The maximum is infinity. Notice on both sides of the graph, both as $x$ becomes more negative and as it becomes more positive, $y$ (the function values) continue increasing into positive infinity.

#### Explanation:

First, a definition: We usually talk about extrema, not "extreme" when we look at polynomials. Extrema is just a fancy-sounding plural of extreme.

There is no straightforward way to factor or otherwise solve for the zeros of this polynomial algebraically. Enter it in your graphing calculator:
I know this is the whole graph because the graph of a fourth degree polynomial (where ${x}^{4}$ is the highest exponent) should have three turns. (Just like ${x}^{2}$ has one turn, ${x}^{3}$ has two turns, and ${x}^{4}$ has three turns. See the pattern?)

Also, since the degree is an even number, both ends of the graph go in the same direction. Since ${x}^{4}$ is positive, that direction is up, toward infinity. Those are your upper extrema, or your maxima.
Your lower extrema are irrational, so finding them algebraically is not something we would normally do in pre-calculus.

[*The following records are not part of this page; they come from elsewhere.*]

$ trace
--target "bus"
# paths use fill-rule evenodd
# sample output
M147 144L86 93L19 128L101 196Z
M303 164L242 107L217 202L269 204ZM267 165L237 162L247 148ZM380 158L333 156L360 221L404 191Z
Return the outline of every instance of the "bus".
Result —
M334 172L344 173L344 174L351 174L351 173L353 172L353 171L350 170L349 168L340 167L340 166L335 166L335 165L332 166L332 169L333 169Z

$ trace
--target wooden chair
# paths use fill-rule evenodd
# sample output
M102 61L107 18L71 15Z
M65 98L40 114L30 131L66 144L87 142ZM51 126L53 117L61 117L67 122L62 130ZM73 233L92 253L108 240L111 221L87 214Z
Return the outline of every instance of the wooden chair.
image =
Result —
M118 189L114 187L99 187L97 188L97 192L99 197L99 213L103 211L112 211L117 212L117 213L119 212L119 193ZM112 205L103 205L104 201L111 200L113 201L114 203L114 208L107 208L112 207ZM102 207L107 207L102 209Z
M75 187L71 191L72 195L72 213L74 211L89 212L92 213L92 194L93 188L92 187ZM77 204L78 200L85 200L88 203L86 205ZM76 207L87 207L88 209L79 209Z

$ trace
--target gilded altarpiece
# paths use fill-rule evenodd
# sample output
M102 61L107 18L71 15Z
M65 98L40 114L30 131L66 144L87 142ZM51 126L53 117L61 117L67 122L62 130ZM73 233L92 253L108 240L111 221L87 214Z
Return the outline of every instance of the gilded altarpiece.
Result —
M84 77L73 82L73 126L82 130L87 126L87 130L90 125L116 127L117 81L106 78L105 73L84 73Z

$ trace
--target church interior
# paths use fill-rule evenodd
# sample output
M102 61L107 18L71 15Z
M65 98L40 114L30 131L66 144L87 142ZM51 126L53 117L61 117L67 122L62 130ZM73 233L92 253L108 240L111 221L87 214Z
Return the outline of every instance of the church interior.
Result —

Use the "minimum" function on your calculator to find the values.
If you have a TI-something, go into the "Calc" menu over the "Trace" button and choose "minimum". For "left bound", click somewhere the the left of the point you're looking for. For "right bound", click somewhere to the right. For "Guess", see how close you can get to the value. Don't worry if it's not very close! Your calculator knows.

The minima I get are at about $\left(- 1.30 , - 8.51\right)$ and $\left(1.13 , - 6.07\right)$.
With your maxima at infinity, those are all the extrema of your polynomial.